I've had this issue before, but my previous solution doesn't fix it.
In my text-data, in Notepad++ when I show all characters, a character listed as [SUB] appears.
PREVIOUSLY, I deleted these by doing this...
## Read the file in as Binary
r = readBin( curFile, raw(), file.info(curFile)$size)
## Convert the pesky characters
if ((r[1]==as.raw(0x1a)))
{
## Find it
spot = which(r == as.raw(0x1a) )
r[r == as.raw(0x1a)] = as.raw(0x20)
}
However, this isn't working. It seems like every time I manage to escape an invisible character, within a week, another one causes me a problem. Is there a way to just "clean" a file effectively of all invisible control characters other than the new-lines separating my data entries?

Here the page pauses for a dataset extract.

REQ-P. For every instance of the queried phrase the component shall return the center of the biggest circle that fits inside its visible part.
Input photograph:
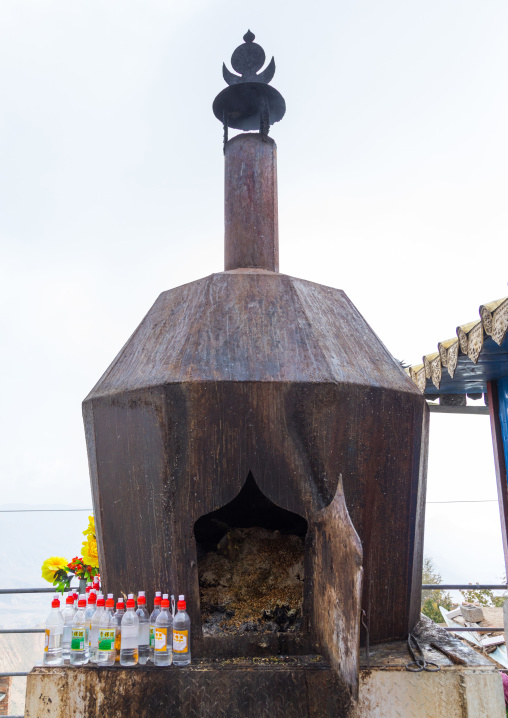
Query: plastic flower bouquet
(60, 572)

Please let me know. This is maddening already.
Thanks!
I can make a limited CSV file for you all to try. It's the second line, 4th column that causes the crash.
http://www.megafileupload.com/6ead/stackOverflow.csv
The entire code I was using to do this is below....
library(stringr)
############# DO THIS FIRST
folder = "C:\\Twitter_TimeSeries\\Bernie_Practice\\"
## Get the file name of every file in the directory
file.names = dir(folder, pattern=".csv")
## Figure out how many files there are
numFiles = length(file.names)
## Loop through every file
for( i in 1:length(file.names))
{
## Which file are we on?
curFile = paste( folder, file.names[i], sep="" )
## Read the file in as Binary
r = readBin( curFile, raw(), file.info(curFile)$size)
## Convert the pesky characters
if ((r[1]==as.raw(0x1a)))
{
## Find it
spot = which(r == as.raw(0x1a) )
r[r == as.raw(0x1a)] = as.raw(0x20)
}
if ((r[1]==as.raw(0x0a))) {
## Find it
spot = which(r == as.raw(0x0a) )
r[r == as.raw(0x1a)] = as.raw(0x20)
} ## If
## Re-write the file
writeBin(r, curFile)
} ## For
curFile = stackOverflow.csv
rawData = read.csv(curFile, stringsAsFactors=FALSE)